Member of the Chamber of Deputies
- In office 15 May 1949 – 1 December 1950
- Succeeded by: Ramón Noguera
- Constituency: 8th Departamental Group

Personal details
- Born: 12 October 1901 Melipilla, Chile
- Died: 1 December 1950 (aged 49) Santiago, Chile
- Party: Conservative Party; Traditionalist Conservative Party;
- Occupation: Politician; Farmer

= Roberto Bravo Santibáñez =

Chilean politician (1901–1950)

Roberto Bravo Santibáñez (12 October 1901 – December 1950) was a Chilean farmer and conservative politician who served as Deputy during the 1949–1953 legislative period, dying in office in 1950.

In recognition of his public contribution, the municipal football stadium used by Deportes Melipilla was named Estadio Municipal Roberto Bravo Santibáñez.

== Biography ==
Bravo Santibáñez was born in Melipilla on 12 October 1901, the son of José Tomás Bravo and Sara Santibáñez. He studied at the Seminary of Santiago and at the University of Chile.

He worked as a farmer and was a partner in the firm Bravo Hermanos, owners of the Melipilla livestock fair. A member of the Conservative and Traditionalist Conservative Parties, he served as Mayor of Melipilla for two consecutive terms.
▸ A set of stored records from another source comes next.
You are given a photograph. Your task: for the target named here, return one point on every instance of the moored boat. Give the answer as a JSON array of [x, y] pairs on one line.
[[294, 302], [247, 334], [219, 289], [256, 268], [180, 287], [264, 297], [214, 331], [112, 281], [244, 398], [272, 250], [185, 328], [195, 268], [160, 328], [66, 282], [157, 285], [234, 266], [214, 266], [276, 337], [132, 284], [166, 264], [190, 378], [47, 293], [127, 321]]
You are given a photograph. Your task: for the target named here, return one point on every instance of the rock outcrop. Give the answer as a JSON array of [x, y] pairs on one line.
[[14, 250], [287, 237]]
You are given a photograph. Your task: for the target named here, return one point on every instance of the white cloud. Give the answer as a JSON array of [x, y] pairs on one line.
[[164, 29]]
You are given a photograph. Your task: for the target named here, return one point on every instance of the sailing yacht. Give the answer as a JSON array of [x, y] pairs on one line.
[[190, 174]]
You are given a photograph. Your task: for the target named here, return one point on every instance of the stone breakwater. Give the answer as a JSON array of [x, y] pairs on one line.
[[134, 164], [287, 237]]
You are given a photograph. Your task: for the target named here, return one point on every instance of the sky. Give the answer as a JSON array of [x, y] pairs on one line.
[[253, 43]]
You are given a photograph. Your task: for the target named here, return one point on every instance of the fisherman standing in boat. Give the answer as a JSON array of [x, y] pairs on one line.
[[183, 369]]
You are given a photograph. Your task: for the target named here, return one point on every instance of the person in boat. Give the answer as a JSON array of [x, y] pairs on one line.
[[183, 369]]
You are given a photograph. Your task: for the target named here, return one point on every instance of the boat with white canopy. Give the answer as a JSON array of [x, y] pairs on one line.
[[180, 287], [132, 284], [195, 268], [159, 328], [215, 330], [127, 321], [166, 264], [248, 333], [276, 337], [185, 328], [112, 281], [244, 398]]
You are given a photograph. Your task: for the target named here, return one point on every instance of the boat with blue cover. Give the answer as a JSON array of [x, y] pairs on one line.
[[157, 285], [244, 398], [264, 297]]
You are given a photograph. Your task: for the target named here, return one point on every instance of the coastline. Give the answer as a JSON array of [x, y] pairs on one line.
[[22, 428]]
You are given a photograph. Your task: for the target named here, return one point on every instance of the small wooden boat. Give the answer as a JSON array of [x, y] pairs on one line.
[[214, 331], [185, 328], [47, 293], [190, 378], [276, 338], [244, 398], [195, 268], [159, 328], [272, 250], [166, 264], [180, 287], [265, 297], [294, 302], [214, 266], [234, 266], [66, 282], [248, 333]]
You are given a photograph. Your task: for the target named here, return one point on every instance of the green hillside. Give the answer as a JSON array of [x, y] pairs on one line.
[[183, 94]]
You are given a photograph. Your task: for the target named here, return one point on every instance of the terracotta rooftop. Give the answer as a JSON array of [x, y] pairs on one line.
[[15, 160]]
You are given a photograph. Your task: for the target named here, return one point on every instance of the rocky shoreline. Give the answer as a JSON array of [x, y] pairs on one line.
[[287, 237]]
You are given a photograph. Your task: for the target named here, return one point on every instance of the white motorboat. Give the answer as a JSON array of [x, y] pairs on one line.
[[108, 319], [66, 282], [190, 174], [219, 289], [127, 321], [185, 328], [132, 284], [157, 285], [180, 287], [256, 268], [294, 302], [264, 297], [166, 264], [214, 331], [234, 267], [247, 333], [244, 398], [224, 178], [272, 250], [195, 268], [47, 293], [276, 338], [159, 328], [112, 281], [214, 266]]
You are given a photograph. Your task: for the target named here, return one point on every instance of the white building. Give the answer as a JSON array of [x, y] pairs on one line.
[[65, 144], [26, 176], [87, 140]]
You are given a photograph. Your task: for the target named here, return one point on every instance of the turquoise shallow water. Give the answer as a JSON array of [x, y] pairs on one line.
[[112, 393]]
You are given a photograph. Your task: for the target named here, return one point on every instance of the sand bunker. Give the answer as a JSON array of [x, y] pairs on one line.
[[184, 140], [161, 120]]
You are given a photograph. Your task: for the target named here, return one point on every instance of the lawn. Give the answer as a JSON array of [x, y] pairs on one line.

He was elected Deputy for the 8th Departamental Group for the 1949–1953 legislative term. He served as substitute member of the Permanent Committee on Internal Government and as member of the Permanent Committee on Economy and Commerce. He died in December 1950 before completing his term, and on 24 April 1951 Ramón Noguera was sworn in as his replacement.

He was a member of the Sociedad Nacional de Agricultura (SNA) and former president of the Club Social de Melipilla. He died in Santiago in December 1950 while serving in Parliament.